Serbian basketball coach

 Vladimir "Vlade" Jovanović (Владимир "Владе" Јовановић; born 4 July 1973) is a Serbian professional basketball coach. He currently serves as the head coach for Spartak Subotica of the Serbian SuperLeague, the ABA League, and the FIBA Champions League.

==Early career==
Jovanović finished primary and high school in Čačak. He graduated from the junior college for coaches in Belgrade in 1999. He is a final year student at the Sports Academy in a basketball study group. During his playing career he was a first-team member of Borac Čačak and Železničar Čačak.

==Coaching career==
Jovanović started his coaching career in 1997. He was a coach of youth teams of Borac Čačak, Zemun and Partizan Belgrade. In 2005, he was added to the Partizan coaching staff as the first assistant coach to head coach Duško Vujošević. During his tenure as the Partizan assistant coach, he won five Serbian Championships (2006, 2007, 2008, 2009, and 2010), four Adriatic League titles (2007, 2008, 2009 and 2010), and three National Cup titles (2008, 2009, and 2010).

On 28 June 2010, the Partizan managing board promoted him to the club's head coach. In his first season as head coach Jovanović won Serbian Championship title, Radivoj Korać Cup and NLB League trophy. In his second season as head coach Jovanović won the Serbian Championship title and Radivoj Korać Cup. After winning Serbian Championship, he didn't renew his contract with Partizan Belgrade and signed with Donetsk as the new head coach.

In August 2018, Jovanović joined a coaching staff of the Russian team Lokomotiv Kuban. He got fired in March 2019.
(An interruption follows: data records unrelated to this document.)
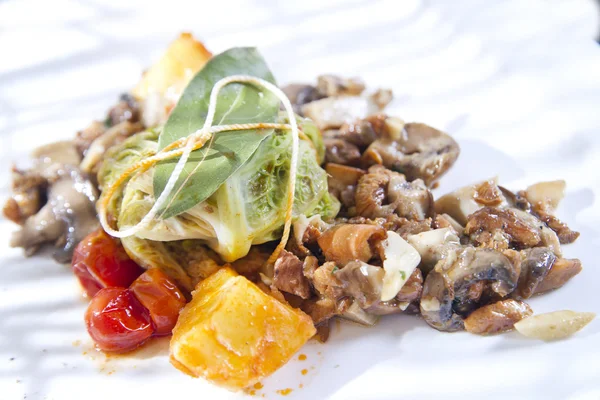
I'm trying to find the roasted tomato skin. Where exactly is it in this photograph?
[85,287,154,353]
[71,229,144,297]
[130,268,186,335]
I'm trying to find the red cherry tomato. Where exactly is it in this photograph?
[71,229,144,297]
[85,287,154,353]
[129,268,185,335]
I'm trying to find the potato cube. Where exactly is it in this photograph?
[170,267,316,389]
[133,33,212,100]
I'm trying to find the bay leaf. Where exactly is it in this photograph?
[153,47,279,222]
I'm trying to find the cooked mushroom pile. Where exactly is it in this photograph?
[4,75,581,340]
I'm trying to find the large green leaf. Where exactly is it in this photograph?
[154,47,279,222]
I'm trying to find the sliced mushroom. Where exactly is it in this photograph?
[335,261,423,315]
[317,224,386,265]
[355,165,433,220]
[2,167,47,225]
[421,247,518,331]
[316,75,365,97]
[335,114,398,150]
[534,258,583,294]
[325,163,365,209]
[465,299,533,335]
[79,121,144,173]
[312,262,344,299]
[302,96,379,131]
[282,83,322,111]
[273,250,311,299]
[10,170,99,262]
[465,207,542,248]
[335,261,385,309]
[341,303,379,326]
[363,123,460,186]
[513,247,556,299]
[536,210,579,244]
[435,178,508,226]
[107,93,140,126]
[323,138,360,166]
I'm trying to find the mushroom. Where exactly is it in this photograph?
[362,123,460,186]
[513,247,556,299]
[420,247,518,332]
[435,178,514,226]
[316,75,365,97]
[10,170,98,262]
[465,299,533,335]
[334,261,423,315]
[465,207,542,250]
[323,138,360,165]
[317,224,386,265]
[273,250,311,299]
[302,95,380,131]
[282,83,322,114]
[79,121,144,173]
[534,258,583,294]
[354,165,433,220]
[334,261,385,309]
[334,113,396,150]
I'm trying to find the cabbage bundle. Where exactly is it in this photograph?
[98,117,339,262]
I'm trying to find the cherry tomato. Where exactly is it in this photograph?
[71,229,144,297]
[130,268,185,335]
[85,287,154,353]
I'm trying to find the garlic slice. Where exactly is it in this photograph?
[381,231,421,301]
[515,310,596,340]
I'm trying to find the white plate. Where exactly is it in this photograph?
[0,0,600,400]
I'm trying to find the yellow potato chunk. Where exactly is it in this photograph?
[132,33,212,100]
[170,267,316,389]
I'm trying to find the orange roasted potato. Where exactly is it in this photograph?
[132,33,212,100]
[170,267,316,390]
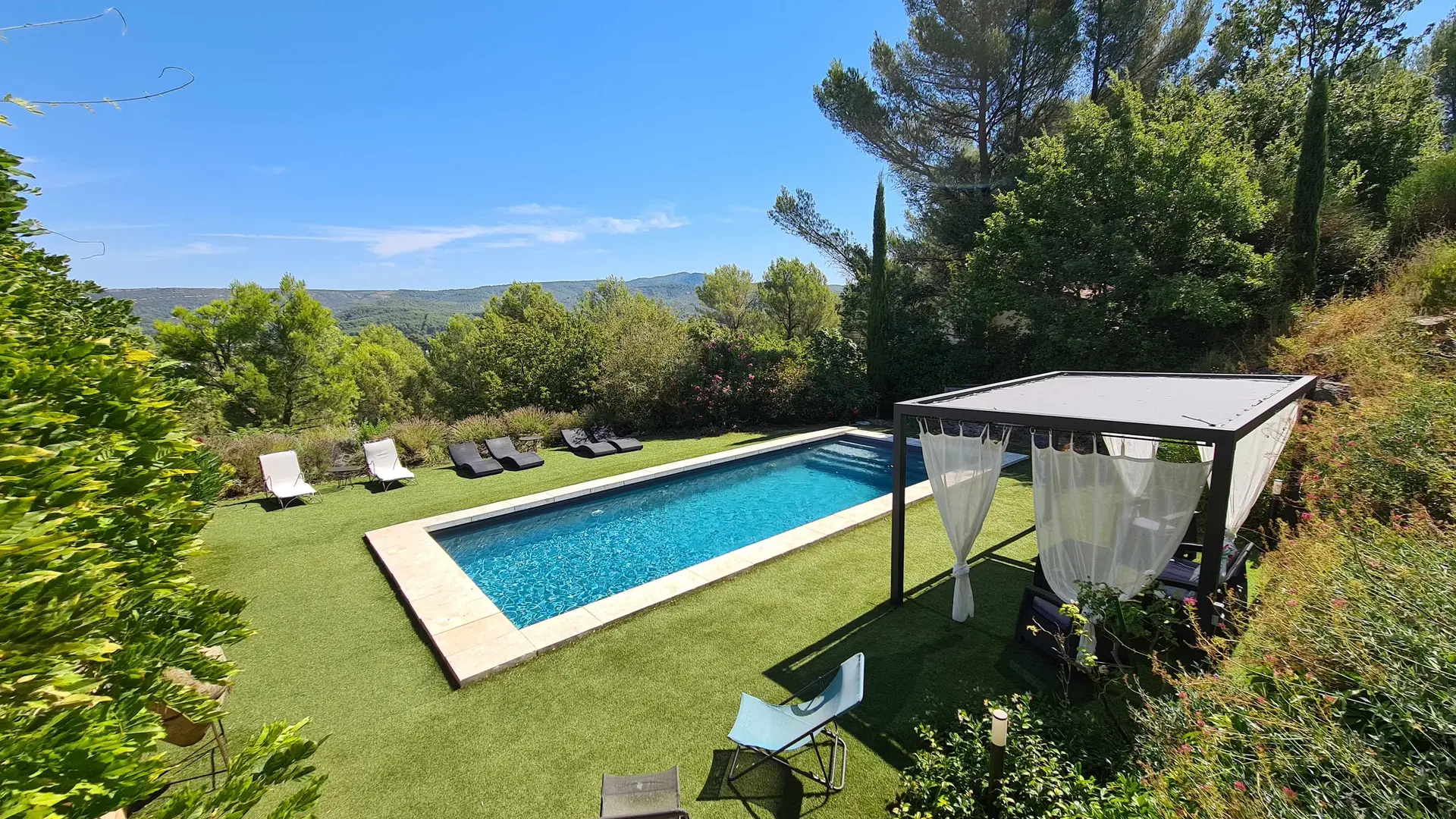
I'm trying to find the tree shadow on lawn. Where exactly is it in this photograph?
[764,555,1060,768]
[698,549,1062,819]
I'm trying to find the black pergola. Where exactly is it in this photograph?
[890,372,1315,626]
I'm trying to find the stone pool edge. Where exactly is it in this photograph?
[364,427,930,688]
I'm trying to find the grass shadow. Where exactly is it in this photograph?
[764,549,1063,768]
[698,748,828,819]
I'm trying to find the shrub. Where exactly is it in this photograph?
[670,325,796,428]
[0,184,249,819]
[293,427,359,478]
[801,331,875,421]
[890,695,1157,819]
[1269,293,1421,399]
[207,430,295,494]
[1392,239,1456,313]
[1301,379,1456,520]
[1386,152,1456,249]
[500,406,552,438]
[546,413,585,446]
[187,446,236,512]
[0,152,322,819]
[1143,519,1456,819]
[384,419,447,466]
[446,416,508,444]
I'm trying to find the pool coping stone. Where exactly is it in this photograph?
[364,427,1019,688]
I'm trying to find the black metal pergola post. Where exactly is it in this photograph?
[890,372,1315,628]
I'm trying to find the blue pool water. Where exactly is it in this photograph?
[432,438,924,626]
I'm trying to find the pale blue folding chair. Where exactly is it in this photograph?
[728,654,864,792]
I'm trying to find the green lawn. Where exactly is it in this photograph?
[195,433,1050,819]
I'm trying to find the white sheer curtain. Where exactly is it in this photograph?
[1200,400,1299,539]
[1031,446,1210,656]
[920,419,1006,623]
[1102,435,1159,494]
[1031,447,1209,601]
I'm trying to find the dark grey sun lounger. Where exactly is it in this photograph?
[560,427,617,457]
[485,438,546,469]
[450,441,504,478]
[592,435,642,452]
[601,767,687,819]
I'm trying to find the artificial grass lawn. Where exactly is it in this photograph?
[193,433,1051,819]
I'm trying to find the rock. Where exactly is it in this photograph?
[1407,313,1456,328]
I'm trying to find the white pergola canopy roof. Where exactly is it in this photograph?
[896,372,1315,443]
[890,372,1315,628]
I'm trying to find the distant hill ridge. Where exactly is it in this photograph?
[105,271,703,337]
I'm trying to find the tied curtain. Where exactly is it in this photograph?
[920,419,1006,623]
[1200,400,1299,542]
[1102,435,1159,494]
[1031,446,1210,601]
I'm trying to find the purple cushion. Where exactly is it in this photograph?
[1031,598,1072,632]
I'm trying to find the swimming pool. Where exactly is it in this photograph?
[431,436,924,628]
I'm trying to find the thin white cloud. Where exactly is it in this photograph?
[202,206,689,258]
[587,212,687,233]
[500,202,573,215]
[49,221,166,233]
[122,242,243,261]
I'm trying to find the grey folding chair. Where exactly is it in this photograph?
[601,765,687,819]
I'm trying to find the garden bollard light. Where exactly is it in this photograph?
[990,708,1009,806]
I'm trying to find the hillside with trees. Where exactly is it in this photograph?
[105,272,703,338]
[8,0,1456,819]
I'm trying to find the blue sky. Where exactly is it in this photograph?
[0,0,1448,290]
[0,0,904,288]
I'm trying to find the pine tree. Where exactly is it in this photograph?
[1288,71,1329,296]
[864,177,891,408]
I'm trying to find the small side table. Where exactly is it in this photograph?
[329,466,364,490]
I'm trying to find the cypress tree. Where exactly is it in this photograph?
[864,177,890,410]
[1288,70,1329,296]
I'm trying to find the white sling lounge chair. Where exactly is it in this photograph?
[364,438,415,490]
[258,449,315,509]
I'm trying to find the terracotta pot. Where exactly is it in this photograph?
[149,647,231,748]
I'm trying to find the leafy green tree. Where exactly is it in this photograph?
[1254,0,1418,294]
[1426,11,1456,133]
[758,258,839,341]
[1391,152,1456,251]
[698,264,763,332]
[429,283,601,419]
[864,179,891,403]
[1287,71,1329,296]
[805,0,1079,261]
[155,275,358,427]
[1079,0,1211,101]
[350,324,429,422]
[952,82,1272,376]
[0,152,316,819]
[576,278,690,425]
[149,720,328,819]
[429,315,507,419]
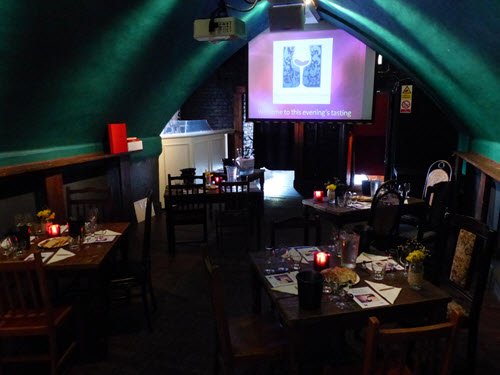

===Mega Basket (2020–22)===
On 1 June 2020, Jovanović became a head coach for Mega Bemax of the ABA League and the Basketball League of Serbia. He left the club in June 2022.

===Budućnost (2022–23)===
On 13 July 2022, Budućnost hired Jovanović as their new head coach.

===Spartak Subotica (2023–present)===
In November 2023, Jovanović was named the head coach of Spartak Subotica. During the 2023–24 season, won the ABA League Second Division with the club. In January 2025, he extended his contract with the club for five more seasons. In 2024–25 season, Spartak made the finals of the Serbian League Playoff, where they lost to Partizan Belgrade with 2–0.

== National teams coaching career==
Jovanović was also a head coach of Serbia under-18 team and has won the gold medal at the 2009 FIBA Europe Under-18 Championship in France. In summer 2010, he coached the same team at the European Championship in Lithuania where they finished fourth. In July 2011, Jovanović was originally supposed to head the Serbian u-19 team at the 2011 FIBA Under-19 World Championship in Latvia, however, the job went to Dejan Mijatović who led the team to the final where they lost to Lithuania.

In 2014, Jovanović was an assistant coach for the Montenegro national team.

==Career achievements ==
- As head coach
- ABA League champion: 1 (with Partizan: 2010–11)
- Serbian League champion: 2 (with Partizan: 2010–11, 2011–12)
- Championship of Bosnia and Herzegovina champion: 1 (with Igokea: 2013–14)
- Serbian Cup winner: 2 (with Partizan: 2010–11, 2011–12)

- As assistant coach
- ABA League champion: 4 (with Partizan: 2006–07, 2007–08, 2008–09, 2009–10)
- Serbian League champion: 4 (with Partizan: 2006–07, 2007–08, 2008–09, 2009–10)
- Serbia-Montenegro First League champion: 1 (with Partizan: 2005–06)
- Russian Cup winner: 1 (with Lokomotiv Kuban: 2017–18)
- Serbian Cup winner: 3 (with Partizan: 2007–08, 2008–09, 2009–10)

==Coaching record==

| Team | Year | G | W | L | W–L% | Result |
| Partizan | 2010–11 | 16 | 6 | 10 | .375 | Eliminated in Top 16 Stage |
| 2011–12 | 10 | 4 | 6 | .400 | Eliminated in group play |
| Career |  | 26 | 10 | 16 | .385 |  |

== Personal life ==
His son Mateja (born 2000) and daughter Marta (born 2002) are basketball players.